Na het sluiten van de in rov. 3.1 genoemde overeenkomsten zijn tussen partijen (in feite tussen vader en zoon [Wikkelbedrijf] ) geschillen ontstaan. Zij hebben die geschillen aan de kantonrechter in Maastricht voorgelegd. [appellante] vorderde in haar inleidende dagvaarding (onder meer) ontbinding van de tussen partijen gesloten huurovereenkomst en veroordeling van Wikkelbedrijf tot ontruiming van het gehuurde.
In reconventie vorderde Wikkelbedrijf onder meer betaling door [appellante] van een bedrag van € 86.250,-, als onverschuldigde betaling van 75 maal € 1.150,- in de periode van 1 januari 2007 tot en met maart 2013.
[appellante] heeft, voor zover hier van belang, in haar conclusie na comparitie van 5 maart 2014 haar eis (in conventie) vermeerderd en sub 5 en 3 van het petitum gevorderd om Wikkelbedrijf te veroordelen om haar wegens adviesvergoeding te betalen een bedrag van € 1.150,- per maand vanaf 1 januari 2013 tot en met 31 maart 2014, vermeerderd met wettelijke rente, alsmede te verklaren voor recht dat tot de maandelijkse betalingsverplichtingen van Wikkelbedrijf tot 1 januari 2017 behoort de vergoeding van dit bedrag.
Bij gelegenheid van de comparitie bij de kantonrechter zijn partijen overeengekomen hun geschillen tot één punt te beperken. In het proces-verbaal van comparitie d.d. 26 september 2014 is dit punt als volgt omschreven:
Partijen komen overeen om de kwestie die hen nu nog verdeeld houdt te beperken tot de vraag of partijen mondeling zijn overeengekomen dat de zoon(waarmee bedoeld wordt: Wikkelbedrijf, opmerking hof)
aan de vader(waarmee bedoeld wordt: [appellante] , opmerking hof)
een bedrag van € 1.150,00 zal betalen bij wijze van (aanvullende) vergoeding.
De kantonrechter heeft ter comparitie mondeling vonnis gewezen en Wikkelbedrijf een bewijsopdracht verstrekt.
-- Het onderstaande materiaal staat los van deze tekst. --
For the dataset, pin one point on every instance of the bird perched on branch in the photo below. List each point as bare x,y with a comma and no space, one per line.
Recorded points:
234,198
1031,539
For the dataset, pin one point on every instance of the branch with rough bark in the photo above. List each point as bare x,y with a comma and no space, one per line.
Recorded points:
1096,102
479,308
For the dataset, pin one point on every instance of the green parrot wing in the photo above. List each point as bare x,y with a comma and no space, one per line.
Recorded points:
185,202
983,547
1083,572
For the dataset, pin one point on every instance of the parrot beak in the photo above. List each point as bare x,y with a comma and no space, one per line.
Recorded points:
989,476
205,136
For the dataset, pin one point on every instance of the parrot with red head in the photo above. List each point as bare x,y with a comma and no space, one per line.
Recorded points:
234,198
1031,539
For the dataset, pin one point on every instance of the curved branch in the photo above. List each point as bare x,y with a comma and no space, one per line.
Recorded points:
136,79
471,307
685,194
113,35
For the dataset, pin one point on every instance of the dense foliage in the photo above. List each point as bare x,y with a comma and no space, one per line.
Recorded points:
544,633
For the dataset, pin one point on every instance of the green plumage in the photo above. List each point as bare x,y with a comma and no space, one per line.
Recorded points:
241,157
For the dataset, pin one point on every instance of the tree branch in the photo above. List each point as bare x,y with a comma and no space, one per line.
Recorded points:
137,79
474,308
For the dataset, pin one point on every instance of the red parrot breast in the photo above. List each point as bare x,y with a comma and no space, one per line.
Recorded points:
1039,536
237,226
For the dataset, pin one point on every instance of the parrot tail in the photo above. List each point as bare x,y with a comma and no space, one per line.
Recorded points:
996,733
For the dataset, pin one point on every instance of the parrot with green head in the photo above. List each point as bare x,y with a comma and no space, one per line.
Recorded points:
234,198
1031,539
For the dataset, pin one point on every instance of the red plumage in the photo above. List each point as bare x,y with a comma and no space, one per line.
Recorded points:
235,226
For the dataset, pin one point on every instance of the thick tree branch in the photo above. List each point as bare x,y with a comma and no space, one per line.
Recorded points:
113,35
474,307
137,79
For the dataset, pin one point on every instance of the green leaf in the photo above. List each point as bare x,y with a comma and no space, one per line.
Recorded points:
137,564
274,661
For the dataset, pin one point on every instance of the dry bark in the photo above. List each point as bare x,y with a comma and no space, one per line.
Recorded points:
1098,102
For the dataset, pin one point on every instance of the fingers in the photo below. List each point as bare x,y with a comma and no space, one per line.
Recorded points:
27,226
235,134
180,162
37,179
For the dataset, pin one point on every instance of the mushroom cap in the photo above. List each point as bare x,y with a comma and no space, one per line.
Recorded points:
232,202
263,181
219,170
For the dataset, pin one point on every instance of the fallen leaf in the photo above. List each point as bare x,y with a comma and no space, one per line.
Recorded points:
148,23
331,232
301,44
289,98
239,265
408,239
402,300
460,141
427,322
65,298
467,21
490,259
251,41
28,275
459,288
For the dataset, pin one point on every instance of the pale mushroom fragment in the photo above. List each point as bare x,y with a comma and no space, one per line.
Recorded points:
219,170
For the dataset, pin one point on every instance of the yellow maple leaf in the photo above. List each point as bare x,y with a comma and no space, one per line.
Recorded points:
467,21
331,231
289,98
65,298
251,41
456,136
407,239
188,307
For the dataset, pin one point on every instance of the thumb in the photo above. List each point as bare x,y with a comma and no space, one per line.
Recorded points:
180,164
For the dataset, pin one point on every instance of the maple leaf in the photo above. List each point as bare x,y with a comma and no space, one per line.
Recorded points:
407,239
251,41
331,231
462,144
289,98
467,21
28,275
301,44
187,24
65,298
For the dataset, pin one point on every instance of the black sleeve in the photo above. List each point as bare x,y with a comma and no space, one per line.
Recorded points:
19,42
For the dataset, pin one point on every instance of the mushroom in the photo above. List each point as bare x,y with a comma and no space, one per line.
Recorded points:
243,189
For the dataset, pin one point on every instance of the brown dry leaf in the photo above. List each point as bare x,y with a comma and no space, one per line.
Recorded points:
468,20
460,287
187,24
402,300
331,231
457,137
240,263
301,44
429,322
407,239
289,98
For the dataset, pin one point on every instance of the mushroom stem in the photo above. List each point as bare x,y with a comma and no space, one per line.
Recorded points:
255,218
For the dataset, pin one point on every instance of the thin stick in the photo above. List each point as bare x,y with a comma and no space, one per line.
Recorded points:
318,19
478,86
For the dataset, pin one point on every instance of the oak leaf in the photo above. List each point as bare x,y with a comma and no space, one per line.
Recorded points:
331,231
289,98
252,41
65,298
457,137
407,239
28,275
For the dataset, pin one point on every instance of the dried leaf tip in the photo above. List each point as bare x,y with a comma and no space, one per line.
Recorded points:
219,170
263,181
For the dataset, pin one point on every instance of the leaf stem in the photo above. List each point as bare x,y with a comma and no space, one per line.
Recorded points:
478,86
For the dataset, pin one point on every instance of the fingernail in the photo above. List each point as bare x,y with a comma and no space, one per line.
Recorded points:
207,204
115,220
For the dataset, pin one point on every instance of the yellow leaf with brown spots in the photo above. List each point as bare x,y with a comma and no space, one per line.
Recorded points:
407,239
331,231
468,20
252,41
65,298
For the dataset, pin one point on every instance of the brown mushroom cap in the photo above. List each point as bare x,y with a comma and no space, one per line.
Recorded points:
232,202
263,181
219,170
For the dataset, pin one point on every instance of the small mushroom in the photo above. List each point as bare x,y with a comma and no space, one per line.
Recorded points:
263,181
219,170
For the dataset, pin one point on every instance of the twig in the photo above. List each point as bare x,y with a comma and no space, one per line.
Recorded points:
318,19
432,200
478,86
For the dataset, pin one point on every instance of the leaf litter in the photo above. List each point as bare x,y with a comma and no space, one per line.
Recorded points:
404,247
Die bewijsopdracht betrof de reconventionele vordering van Wikkelbedrijf, inhoudende: de terugbetaling van de onverschuldigd door haar aan [appellante] betaalde vergoedingen van € 1.150,- per maand gedurende de periode 1 januari 2007 tot en met maart 2013. De kantonrechter overwoog in dit verband:
“Het gaat er dus nog om: is het betalen van de vergoeding overeengekomen voor de duur van de huurovereenkomst? Nu de zoon 75 maanden achtereen zonder bewijs van blijk van protest de vergoeding aan de vader heeft betaald, vindt de kantonrechter voorshands afdoende bewezen dat zo’n overeenkomst tussen partijen is gesloten voor de duur van de huurovereenkomst.
In reconventie stelt de kantonrechter nu de zoon in de gelegenheid om door alle middelen rechtens tegenbewijs te leveren tegen dat rechterlijk vermoeden.”